Dalla Guida spirituale furono estratte 68 tesi considerate eretiche: in esecuzione della sentenza emessa il 3 settembre 1687, fu costretto a pronunciare formale abiura nella chiesa di Santa Maria sopra Minerva il 13 settembre 1687 e fu condannato per eresia e immoralità alla reclusione perpetua. Il papa ratificò la sentenza il 20 novembre con la bolla Coelestis pastor e il Molinos morì in carcere nove anni dopo.

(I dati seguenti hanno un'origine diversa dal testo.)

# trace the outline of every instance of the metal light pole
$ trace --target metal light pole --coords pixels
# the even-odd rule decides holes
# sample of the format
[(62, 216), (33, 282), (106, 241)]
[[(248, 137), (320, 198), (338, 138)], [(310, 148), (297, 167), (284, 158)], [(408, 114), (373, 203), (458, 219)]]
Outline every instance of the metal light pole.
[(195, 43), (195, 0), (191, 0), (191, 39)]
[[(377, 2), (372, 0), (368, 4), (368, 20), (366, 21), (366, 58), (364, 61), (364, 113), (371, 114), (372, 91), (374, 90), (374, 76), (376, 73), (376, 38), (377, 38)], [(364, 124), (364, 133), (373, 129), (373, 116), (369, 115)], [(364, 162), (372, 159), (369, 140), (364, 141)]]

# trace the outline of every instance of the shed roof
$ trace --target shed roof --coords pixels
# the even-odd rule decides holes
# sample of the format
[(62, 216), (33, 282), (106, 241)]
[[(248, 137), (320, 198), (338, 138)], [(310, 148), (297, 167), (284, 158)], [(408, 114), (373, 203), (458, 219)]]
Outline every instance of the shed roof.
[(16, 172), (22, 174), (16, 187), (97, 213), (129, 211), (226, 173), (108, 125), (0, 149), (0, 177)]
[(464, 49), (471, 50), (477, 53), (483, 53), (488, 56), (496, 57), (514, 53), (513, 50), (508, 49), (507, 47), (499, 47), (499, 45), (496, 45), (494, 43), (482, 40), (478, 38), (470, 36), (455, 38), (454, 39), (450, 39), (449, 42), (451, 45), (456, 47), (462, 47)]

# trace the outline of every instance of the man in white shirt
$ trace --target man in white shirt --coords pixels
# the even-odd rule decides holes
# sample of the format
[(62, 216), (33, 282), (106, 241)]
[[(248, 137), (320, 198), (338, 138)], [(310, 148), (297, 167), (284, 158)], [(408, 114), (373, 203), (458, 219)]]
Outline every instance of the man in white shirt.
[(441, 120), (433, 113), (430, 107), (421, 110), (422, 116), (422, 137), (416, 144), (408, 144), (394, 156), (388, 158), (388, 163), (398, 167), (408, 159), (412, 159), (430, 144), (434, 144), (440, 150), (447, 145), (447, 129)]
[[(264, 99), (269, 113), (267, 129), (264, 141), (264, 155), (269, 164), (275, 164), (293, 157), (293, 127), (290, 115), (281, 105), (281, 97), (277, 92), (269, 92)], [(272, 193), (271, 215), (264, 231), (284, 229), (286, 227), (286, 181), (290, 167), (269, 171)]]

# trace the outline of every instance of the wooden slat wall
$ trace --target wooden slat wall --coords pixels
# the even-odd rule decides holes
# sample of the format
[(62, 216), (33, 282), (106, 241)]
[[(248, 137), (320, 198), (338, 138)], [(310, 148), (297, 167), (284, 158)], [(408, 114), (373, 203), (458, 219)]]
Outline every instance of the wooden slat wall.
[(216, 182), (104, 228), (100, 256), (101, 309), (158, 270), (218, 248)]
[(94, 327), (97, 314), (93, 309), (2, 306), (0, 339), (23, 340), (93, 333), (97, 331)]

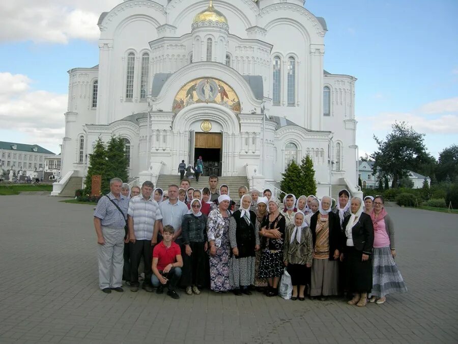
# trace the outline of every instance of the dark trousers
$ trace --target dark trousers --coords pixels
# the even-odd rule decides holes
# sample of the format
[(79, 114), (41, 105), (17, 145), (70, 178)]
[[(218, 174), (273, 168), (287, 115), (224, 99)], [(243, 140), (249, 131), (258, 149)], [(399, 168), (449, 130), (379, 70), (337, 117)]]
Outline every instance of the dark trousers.
[(123, 268), (123, 279), (130, 281), (130, 243), (124, 244), (124, 267)]
[(145, 280), (144, 284), (151, 285), (151, 263), (153, 261), (153, 248), (151, 240), (136, 240), (130, 243), (130, 285), (138, 286), (138, 266), (143, 256), (145, 261)]
[[(175, 288), (177, 287), (177, 284), (178, 284), (180, 278), (181, 277), (181, 268), (172, 268), (170, 269), (170, 271), (166, 274), (164, 273), (159, 270), (159, 273), (168, 280), (165, 286), (166, 286), (169, 290), (175, 290)], [(151, 277), (151, 284), (155, 288), (157, 288), (159, 286), (159, 284), (161, 284), (159, 279), (156, 277), (156, 275), (153, 275)]]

In ambito cattolico va tuttavia ricordata l'opera "La pratica della presenza di Dio", testo che raccoglie quanto ci rimane degli scritti e dell'insegnamento di Frate Lorenzo, un autentico uomo di Dio, un umile e semplice frate converso vissuto nel diciassettesimo secolo nel monastero carmelitano di Parigi; il suo messaggio è stato avvicinato per molto tempo a quello dei "quiestisti" francesi, ed ancora oggi rimane poco conosciuto dai ricercatori di matrice cattolica.